“They must have done something to force her to do it. They must have.”
“I want to be there for Lucy. I do. But I can’t stop thinking about my own game in a couple of days with Andy,” Harper admits nervously. “What if one of us dies? I don’t think I could bear it if something happened to Andy. I know I couldn’t.”
I pull her into a hug and hold her tight.
“Today is the only certainty we have. Don’t waste whatever time you have with Andy worrying about such things. It will only serve to steal the happiness you two have found in each other.The Scourgehas taken too much from us as it is. Don’t let it take that too.”
Harper holds onto me and sighs.
“You’re a good friend. I wish we had spent more time together back in the day.”
“Me too, Harper. Me too.”
We only pull away from our hug when we hear Lucy’s door open.
“I’m ready,” Lucy announces, her expression void of all emotion.
“Okay. Let’s go get us some grub!” Harper squeals a bit too excitedly while discreetly wiping the tears off her face.
We walk down the staircase and into the dining hall, everyone already seated at the table. I square my shoulders as I walk over to sit on the empty chair between Abbie and Elias.
“Good morning,” I greet, only to gain a good morning back from Abbie, Elias too preoccupied with staring at his empty plate to even look at me.
“Lucy, we didn’t expect to see you so soon,” Abbie says, giving her a confused smile.
Lucy doesn’t respond as she sits, looking like her body is here, but her mind is not. Five and Seven begin to fill our plates, doing their dutiful taste test as we all continue to throw glances over at Lucy, morbid curiosity getting the better of us.
We must not be discreet enough because Lucy lifts her head and stares back at us.
“Just ask,” she finally says, waving Five away when she offers to taste her food.
Of course, the only one who is callous enough to ask the question we’re all thinking is Mackenzie.
“What happened in that room?” she asks, placing her clasped hands under her chin, giving Lucy her undivided attention.
“Lucas died,” Lucy replies, her tone sounding just as lifeless as her boyfriend.
“We know that, but how?” Mackenzie insists.
I have half a mind to scold Mackenzie for being so callous, but I don’t since I’m just as curious as she is to learn what happened in that room.
“They wanted us to play a game,” she starts. “The first one to lie would die.”
“Holy shit,” Andy blurts, getting a good elbow to the gut from Harper with his outburst. “Sorry.”
The table goes silent as we wait for Lucy to continue.
“When we walked in the room, we noticed three things. That the room was so white it almost hurt to look at it, that there were two chairs at the center of the room, and lastly that there were two ropes hanging from the ceiling just above the chairs. Before we could make heads or tails out of the situation, we were told to stand on top of the chairs, and once that was done, they demanded we wrap the ropes tightly around our necks. When Lucas saw me hesitating, he said that everything would be okay, as long as we followed their orders. So, I did. But the minute I wrapped that rope around my neck, I heard some kind of lever turn on, and suddenly, I felt something pull the rope up in such a way, that I was basically on the tips of my toes the entire time,” she says unfeelingly, almost as if she didn’t live the horrid ordeal and was merely an outside spectator to all of it instead. “That’s when the watches started to beep,” she continues. “Since I was too preoccupied with keeping my balance, Lucas was the only one who read the text. He said that we had to ask each other five questions, and if anyone lied, they would be the ones to die.”

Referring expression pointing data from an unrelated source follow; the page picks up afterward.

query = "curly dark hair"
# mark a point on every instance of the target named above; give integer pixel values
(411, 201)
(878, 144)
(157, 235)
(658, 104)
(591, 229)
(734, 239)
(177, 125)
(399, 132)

My heart races at the similarities between Lucas’s and Lucy’s game, to the one that Elias and I played. He must be thinking the same thing by the way he’s white-knuckling the knife in his hand.
“I thought it was going to be easy.” She scoffs like she should have known better. “All we had to do was ask questions the other could answer truthfully. How hard could it be?” She begins to draw circles on the tablecloth with her finger. “But this white room must have triggered something in Lucas. I know it did. It made him recall that first white room in the east wing that wewent to, on our first night here. The one with all those awful ugly words. But there was one word there in particular that Lucas couldn’t shake off… couldn’t allow himself to forget. So he asked me. And out of fear for my own life, I answered him.”
Everyone around the table hangs on her every word as she continues to run her finger on the tablecloth in circles.
“He didn’t like my answer. I knew he wouldn’t. That’s why I had kept it from him all this time.”
“What did he ask you?” The words come out of my mouth before I can stop myself.